Some of the outreach to survivors happens through local networks in hair salons or laundromats, for example. Other advocates rely on local domestic violence programs to spread the word, or send information to public schools and libraries. It’s difficult to measure how effective these measures are at informing Native survivors, but one national Native-led anti-violence organization, providing information on background, said it hadn’t seen any direct outreach to Native survivors about address privacy and voter registration. Access to information about government programs, of course, varies between Native people living in cities, rural settings, and as citizens of different tribes.

However, Merri Tiseth, executive director of Arizona’s ACP, says reaching out to these communities is one of their priorities. 

Since Arizona issued stay-at-home orders earlier in the pandemic, the program has reached out to the state’s 21 federally recognized tribes by providing web-based trainings on ACP applications for local advocates. Less than one percent of ACP users in Arizona identify as Native or Indigenous, says Tiseth, but not everyone using the program provides demographic information.

Washington’s ACP works in Native communities as well, according to Sites. (Washington’s program did not immediately reply to The Fuller Project’s requests for comment.)

NACAP is the closest to a cohesive, national effort the United States has for protecting voting survivors. Over the last couple of years, the association has worked “very closely” with the Census Bureau, says Sites, so it could give uniform guidance to each state about how ACP participants can respond to the census safely.

“I don’t think you can reform a system that was created entirely on white supremacy.”

Susanna Cox, domestic violence survivor

The organization is also responsible for some pending national legislation—the Safe at Home Act. Currently in the House, the bill would require the federal government to “acknowledge and accept” ACP participants’ substitute addresses. (Since these programs operate at the state level, federal-level actions like applying for patents or getting passports still request participants’ real addresses.)

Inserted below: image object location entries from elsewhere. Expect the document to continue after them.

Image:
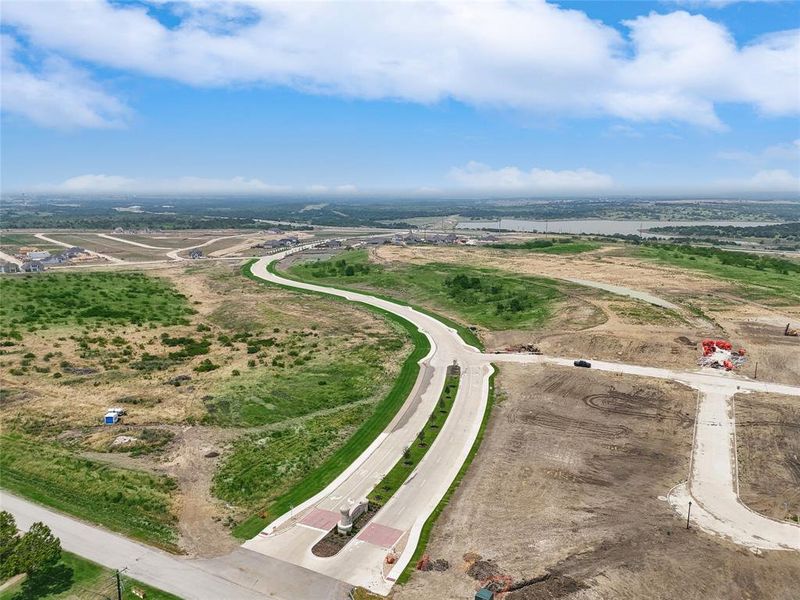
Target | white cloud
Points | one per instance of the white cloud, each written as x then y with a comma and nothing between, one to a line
774,180
777,153
530,56
765,180
57,95
479,176
719,3
91,184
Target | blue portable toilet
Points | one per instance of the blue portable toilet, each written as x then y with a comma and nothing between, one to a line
484,594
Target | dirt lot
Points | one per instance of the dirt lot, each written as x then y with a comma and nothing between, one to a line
629,332
768,450
565,500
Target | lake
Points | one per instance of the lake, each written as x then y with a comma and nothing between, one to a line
594,226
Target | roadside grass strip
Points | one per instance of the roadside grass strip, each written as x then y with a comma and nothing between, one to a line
76,577
431,520
414,453
134,503
465,333
381,416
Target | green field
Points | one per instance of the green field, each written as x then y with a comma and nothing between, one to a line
263,466
759,277
49,299
317,379
75,577
134,503
484,297
398,474
554,246
245,460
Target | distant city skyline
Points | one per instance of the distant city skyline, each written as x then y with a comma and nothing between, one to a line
336,100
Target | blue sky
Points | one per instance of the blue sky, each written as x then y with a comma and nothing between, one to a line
464,99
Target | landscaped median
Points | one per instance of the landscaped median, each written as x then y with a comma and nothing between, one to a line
414,453
431,520
380,418
465,333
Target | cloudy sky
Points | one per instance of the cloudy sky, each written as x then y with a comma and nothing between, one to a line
334,98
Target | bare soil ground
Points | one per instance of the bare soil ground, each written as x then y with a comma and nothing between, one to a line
565,500
768,451
633,331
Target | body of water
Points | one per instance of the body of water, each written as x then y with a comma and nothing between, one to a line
595,226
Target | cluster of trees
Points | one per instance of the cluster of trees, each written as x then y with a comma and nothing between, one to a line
259,213
338,268
32,552
738,259
784,231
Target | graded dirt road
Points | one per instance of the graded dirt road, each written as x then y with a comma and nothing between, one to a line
566,499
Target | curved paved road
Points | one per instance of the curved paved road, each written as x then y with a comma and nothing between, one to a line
400,521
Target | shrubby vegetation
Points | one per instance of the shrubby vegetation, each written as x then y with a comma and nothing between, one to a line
779,231
55,299
135,503
255,213
486,297
262,466
760,276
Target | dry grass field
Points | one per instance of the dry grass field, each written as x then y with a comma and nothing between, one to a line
236,358
615,328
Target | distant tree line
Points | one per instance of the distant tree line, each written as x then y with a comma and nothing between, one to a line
783,231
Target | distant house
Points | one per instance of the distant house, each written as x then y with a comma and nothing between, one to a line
73,252
56,259
37,255
32,266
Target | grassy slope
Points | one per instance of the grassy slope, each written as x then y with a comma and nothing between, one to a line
327,379
134,503
76,577
383,413
756,284
263,466
49,299
431,521
426,283
464,332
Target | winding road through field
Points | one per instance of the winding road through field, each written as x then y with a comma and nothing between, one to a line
395,529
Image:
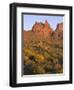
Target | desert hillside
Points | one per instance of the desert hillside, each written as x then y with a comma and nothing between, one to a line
43,49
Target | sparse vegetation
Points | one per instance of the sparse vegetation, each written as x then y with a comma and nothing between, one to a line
42,55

Cox doesn’t use or plan to use ACPs. “From what I have seen, I have serious concerns about my personal security if I were to do so,” they say, acknowledging that the programs “may be an effective solution for others.” It all depends on the “threat model,” they add, and Cox describes their abusers as “tech-savvy engineers who have already demonstrated a willingness and ability to find me,” having cloned Cox’s phone and hacked their accounts.

In addition to these concerns about ACPs, Cox just doesn’t have confidence in U.S. government institutions.  

Disenfranchisement for Cox and other vulnerable people is built into these institutions, which the dearth of protections for survivors hoping to vote lays bare, says Cox.

“We need to decolonize, and I’d like to return to Indigenous life ways, full stop,” they say. “I don’t think you can reform a system that was created entirely on white supremacy.”